The brightly coloured building you see when you step out of Heuston train station in Dublin is now used by the Health Services Executive, but was once my second home. You see it used to be Dr Steevens hospital and that’s where I spent many summers undergoing reconstructive surgery from around 1958 onwards.
I was reminded of this last weekend when I took the bus to Dublin and we happened to pass by. I looked at the building and realised I have come to hate the sight of it with a passion. Too many bad memories, too much pain and sorrow.
Dr Steevens was then a bleak and forbidding place. The nurses were kind, of course, but the doctors distant, imperious and uncaring. Obviously they worked wonders with their surgical skills, but it seemed to me I was a mere object. That was my experience and it may not have been others. However, for me there were complicating factors. My parents could not visit me daily or even weekly for financial and practical reasons. Visiting hours were strict and it didn’t matter how far you travelled you were not given any extensions or special favours. All of which complicated matters for me, increased my sense of isolation and loneliness. Hospitals were not caring institutions then, merely places broken or sick bodies were patched up and sent back into the world.
Over time I came to loathe Dr Steevens.
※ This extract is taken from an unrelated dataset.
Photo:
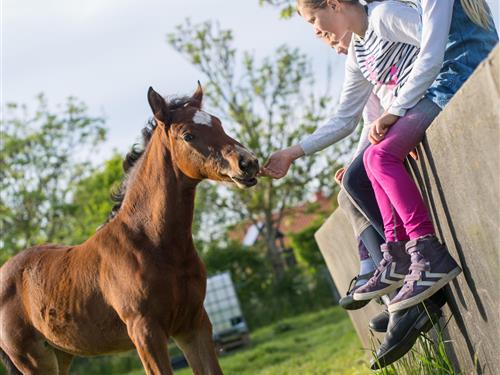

I thought less of the good work being done on my face and body and more of the separation from my family. I so much wanted to be with them and disliked the trips to Dr Steevens, the seemingly endless operations. I resented those trips to Dublin. I wondered why the operations couldn’t be done in Cork, not realising the surgical skills weren’t available there.
Anytime I find myself passing Dr Steevens now I tense up thinking back to my time there. It’s irrational I suppose, but that’s how I feel. I doubt I will ever feel any different.